If you are a PART-TIME RVer and do not have satellite TV at home then your choices are the same as the FULL-TIME RVer above but you might want to select a subscription option that allows you to pay-as-you-go on a monthly basis.

Once you select a provider you must decide if you want standard definition or high definition TV.  The equipment used to receive each is sometimes a little different and HD can cost slightly more each month.  Aiming the satellite dish for HD is not much different than SD when using our tripod system, due to the adjustable legs and our eZee-Aim%uFFFD system.  It is more difficult when using a non-adjustable tripod for support.
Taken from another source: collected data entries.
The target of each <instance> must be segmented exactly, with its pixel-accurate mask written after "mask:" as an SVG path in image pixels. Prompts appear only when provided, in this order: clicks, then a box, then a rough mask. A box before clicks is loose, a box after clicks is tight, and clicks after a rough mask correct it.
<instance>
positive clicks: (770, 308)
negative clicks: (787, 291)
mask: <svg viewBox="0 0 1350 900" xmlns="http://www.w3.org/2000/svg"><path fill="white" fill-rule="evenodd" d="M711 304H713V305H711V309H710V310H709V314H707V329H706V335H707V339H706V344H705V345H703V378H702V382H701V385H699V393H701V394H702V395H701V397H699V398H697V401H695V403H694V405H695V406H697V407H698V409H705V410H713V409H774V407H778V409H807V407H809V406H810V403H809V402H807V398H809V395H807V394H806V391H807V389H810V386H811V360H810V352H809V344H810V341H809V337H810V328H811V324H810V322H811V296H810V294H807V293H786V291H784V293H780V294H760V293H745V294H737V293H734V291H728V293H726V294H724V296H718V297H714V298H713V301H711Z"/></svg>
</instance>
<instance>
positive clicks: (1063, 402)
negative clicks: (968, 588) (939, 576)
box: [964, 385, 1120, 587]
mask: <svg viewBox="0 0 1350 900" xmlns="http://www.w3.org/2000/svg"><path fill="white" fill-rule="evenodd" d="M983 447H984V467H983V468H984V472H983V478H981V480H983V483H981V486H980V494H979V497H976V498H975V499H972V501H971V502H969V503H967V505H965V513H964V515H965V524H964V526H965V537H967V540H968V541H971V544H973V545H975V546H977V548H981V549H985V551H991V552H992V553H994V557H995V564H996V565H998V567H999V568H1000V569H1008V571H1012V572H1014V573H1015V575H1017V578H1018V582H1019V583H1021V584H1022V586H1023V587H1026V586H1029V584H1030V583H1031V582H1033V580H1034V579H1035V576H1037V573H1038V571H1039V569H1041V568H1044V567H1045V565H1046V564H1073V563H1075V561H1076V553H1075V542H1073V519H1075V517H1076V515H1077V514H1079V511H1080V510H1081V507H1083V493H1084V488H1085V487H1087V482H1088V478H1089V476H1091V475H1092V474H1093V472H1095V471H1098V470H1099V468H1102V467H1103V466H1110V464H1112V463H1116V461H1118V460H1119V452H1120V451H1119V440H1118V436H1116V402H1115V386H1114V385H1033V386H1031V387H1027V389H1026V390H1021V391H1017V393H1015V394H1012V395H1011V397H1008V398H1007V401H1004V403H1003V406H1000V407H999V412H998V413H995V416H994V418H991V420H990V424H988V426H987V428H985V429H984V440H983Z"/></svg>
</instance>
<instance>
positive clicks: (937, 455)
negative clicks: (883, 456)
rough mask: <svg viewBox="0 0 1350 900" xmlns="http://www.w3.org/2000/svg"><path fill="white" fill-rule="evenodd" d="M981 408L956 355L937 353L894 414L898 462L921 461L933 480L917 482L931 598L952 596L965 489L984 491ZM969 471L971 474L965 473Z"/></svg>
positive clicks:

Another consideration when selecting a provider and system type is the number of cables that will run from the satellite dish to your receiver.   Some systems have just one RG-6 cable from the dish to the receiver, while others require a dual cable to carry the signals.  Most RV's that are pre-wired for satellite TV only have a single connection from the outside to the receiver, so it is important to know what requirements your new setup will use.

Most new satellite receivers will have some digital recording capability.  If so, it usually involves a small additional monthly charge for this service.  Personally, we find it very convenient to use the DVR and well worth the extra charge, but this is another choice the new user will need to make.

Once the RVer chooses to use satellite TV and becomes familiar with the setup at each new site, most are quite happy with their choice.   They are no longer left to watch what is available on the park cable setup or limited by over-the-air stations in that area.

While there are surely other considerations we may not have covered here, we hope this information proves helpful to those who are about to embark on this new RVing option.